Tomatoes, peppers, eggplant, oh my!
1 1/2-2# SVTFarm Lamb Shanks, thawed and at room temperature
SVTFarm Peppers, one bag quartered (green, banana, poblano)
1-2 SVTFarm Onions quartered
SVTFarm Mini-Eggplant, one bag, scored with peeler, chopped large
4 SVTFarm Slicer Tomatoes or 2 bags Salad size, quartered
3 cloves SVTFarm Garlic, crushed
SVTFarm Rosemary sprig, whole
SVTFarm Parsley bunch stems, chopped fine, tops reserved for garnish
Olive Oil, Salt & Pepper, Bay leaves (2)
4 cups Bone Broth and Water to cover (all water can be used too)

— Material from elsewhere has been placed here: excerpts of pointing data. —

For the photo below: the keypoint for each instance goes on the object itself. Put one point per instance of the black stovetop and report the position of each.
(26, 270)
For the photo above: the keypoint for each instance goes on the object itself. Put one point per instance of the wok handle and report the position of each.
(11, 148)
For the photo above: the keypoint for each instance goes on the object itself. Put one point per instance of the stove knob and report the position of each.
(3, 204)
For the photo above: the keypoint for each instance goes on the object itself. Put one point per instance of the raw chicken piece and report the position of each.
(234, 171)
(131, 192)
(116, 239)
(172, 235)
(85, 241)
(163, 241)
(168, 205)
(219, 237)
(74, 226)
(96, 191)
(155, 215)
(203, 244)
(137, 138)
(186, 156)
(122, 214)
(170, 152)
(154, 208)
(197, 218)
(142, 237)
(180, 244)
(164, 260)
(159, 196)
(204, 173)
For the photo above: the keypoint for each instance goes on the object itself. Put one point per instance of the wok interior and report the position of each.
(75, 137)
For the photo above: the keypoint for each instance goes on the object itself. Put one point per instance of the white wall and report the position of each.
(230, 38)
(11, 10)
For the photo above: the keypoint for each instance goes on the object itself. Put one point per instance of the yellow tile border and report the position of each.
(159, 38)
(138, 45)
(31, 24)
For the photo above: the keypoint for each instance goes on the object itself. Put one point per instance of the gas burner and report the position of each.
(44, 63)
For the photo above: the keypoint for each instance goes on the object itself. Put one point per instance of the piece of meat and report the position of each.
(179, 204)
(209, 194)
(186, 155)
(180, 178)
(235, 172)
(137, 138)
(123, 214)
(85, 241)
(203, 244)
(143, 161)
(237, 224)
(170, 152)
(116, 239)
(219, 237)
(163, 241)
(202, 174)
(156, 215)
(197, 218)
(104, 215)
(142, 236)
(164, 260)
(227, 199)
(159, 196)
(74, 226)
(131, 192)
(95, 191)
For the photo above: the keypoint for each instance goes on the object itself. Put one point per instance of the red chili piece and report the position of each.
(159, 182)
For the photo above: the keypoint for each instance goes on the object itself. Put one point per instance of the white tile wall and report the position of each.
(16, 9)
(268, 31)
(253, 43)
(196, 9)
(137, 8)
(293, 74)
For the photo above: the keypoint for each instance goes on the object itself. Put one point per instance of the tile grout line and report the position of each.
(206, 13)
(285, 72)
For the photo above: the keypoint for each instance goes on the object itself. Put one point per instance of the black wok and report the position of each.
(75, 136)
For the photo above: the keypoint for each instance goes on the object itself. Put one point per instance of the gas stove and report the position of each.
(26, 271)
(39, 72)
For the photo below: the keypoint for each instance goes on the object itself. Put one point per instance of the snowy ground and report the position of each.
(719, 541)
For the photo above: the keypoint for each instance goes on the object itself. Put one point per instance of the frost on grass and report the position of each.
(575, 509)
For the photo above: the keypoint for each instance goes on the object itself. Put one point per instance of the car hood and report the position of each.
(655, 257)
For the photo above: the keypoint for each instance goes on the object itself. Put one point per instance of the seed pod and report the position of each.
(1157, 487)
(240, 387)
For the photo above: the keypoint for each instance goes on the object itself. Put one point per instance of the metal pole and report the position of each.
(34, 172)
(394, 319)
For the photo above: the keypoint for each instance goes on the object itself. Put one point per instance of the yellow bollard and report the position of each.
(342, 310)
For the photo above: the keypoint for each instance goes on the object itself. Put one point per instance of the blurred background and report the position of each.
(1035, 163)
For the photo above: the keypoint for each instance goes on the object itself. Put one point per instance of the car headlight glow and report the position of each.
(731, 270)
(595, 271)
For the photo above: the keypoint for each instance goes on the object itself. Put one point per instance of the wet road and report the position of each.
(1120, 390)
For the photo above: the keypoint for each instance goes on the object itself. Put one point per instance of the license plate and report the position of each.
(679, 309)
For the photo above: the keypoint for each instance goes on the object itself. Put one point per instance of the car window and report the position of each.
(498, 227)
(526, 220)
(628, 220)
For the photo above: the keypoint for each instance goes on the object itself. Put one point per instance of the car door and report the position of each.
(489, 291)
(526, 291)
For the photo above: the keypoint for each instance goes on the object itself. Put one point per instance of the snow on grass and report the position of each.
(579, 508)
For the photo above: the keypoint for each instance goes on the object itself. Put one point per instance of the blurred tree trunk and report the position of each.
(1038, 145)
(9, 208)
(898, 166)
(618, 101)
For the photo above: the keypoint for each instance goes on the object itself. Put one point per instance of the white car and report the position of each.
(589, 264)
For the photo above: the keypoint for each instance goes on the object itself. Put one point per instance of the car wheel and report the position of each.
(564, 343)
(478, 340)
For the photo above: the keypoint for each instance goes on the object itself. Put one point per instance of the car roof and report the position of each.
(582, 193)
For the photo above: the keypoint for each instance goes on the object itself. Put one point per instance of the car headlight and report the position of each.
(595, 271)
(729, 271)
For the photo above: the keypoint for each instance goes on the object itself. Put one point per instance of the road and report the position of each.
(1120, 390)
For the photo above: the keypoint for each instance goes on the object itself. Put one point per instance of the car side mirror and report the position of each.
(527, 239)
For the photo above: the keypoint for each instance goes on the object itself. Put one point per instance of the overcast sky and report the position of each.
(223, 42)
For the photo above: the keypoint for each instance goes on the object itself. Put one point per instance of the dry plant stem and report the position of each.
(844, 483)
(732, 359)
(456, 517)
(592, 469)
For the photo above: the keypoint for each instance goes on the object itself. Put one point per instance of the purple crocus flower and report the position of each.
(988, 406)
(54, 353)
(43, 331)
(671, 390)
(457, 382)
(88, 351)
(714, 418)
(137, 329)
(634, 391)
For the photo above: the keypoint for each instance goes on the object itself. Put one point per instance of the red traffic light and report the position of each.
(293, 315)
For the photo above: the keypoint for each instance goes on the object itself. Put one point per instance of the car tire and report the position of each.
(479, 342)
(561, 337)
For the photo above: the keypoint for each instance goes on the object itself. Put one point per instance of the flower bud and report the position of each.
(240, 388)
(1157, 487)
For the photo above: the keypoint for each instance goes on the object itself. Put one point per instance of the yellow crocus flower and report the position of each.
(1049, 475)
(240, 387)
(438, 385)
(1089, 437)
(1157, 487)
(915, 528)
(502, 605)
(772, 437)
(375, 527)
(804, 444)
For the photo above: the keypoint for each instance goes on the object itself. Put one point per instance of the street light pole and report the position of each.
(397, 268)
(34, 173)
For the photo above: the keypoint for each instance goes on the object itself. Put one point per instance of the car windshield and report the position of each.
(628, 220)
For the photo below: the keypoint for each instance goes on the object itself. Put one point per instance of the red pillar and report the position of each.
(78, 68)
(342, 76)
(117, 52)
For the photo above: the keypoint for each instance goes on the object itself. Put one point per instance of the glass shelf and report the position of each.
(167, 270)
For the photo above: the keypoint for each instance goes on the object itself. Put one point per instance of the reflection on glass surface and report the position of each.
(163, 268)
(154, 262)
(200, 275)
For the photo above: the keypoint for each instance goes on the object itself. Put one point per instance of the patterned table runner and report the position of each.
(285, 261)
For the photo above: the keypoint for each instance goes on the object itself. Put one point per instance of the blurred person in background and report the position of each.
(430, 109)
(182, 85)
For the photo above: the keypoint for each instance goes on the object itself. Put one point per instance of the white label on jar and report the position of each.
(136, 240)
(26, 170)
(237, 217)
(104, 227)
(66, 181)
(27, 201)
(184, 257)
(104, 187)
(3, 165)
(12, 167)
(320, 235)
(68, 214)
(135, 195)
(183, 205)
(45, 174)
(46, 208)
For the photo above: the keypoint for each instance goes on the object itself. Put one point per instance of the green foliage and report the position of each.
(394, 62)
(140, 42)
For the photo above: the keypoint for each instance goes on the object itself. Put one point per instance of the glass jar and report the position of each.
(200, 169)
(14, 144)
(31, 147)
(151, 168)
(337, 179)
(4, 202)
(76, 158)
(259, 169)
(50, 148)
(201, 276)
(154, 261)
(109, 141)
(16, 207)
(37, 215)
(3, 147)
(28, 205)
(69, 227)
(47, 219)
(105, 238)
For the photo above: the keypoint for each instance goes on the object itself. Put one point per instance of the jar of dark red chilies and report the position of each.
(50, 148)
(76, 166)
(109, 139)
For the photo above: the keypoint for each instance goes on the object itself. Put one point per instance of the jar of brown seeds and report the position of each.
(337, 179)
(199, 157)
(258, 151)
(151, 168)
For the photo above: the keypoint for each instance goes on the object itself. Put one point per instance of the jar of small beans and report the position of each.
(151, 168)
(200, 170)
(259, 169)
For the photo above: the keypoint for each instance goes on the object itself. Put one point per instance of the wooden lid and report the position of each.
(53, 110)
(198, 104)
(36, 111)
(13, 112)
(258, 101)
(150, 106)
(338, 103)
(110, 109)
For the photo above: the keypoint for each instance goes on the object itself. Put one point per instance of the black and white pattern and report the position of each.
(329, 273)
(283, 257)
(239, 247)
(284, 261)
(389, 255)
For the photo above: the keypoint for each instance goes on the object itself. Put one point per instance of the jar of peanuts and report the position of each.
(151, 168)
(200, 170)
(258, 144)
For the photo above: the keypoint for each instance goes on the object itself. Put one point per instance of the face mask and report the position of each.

Heat Broiler to High. Toss and coat everything but the Bone Broth on a roasting pan and broil for 5-10 minutes to color as desired.
Put everything in the Instant Pot or Slow Cooker for at least two hours at temperature above 300F. Be sure to pour a little broth on roasting pan to clear all the wonderful residue into the cooker, too. Prepare rice of your choice and place in bowls. Scoop out End of Summer and add your preferred broth amount. Garnish with Parsley. Add a fresh green salad and you'll be so satisfied!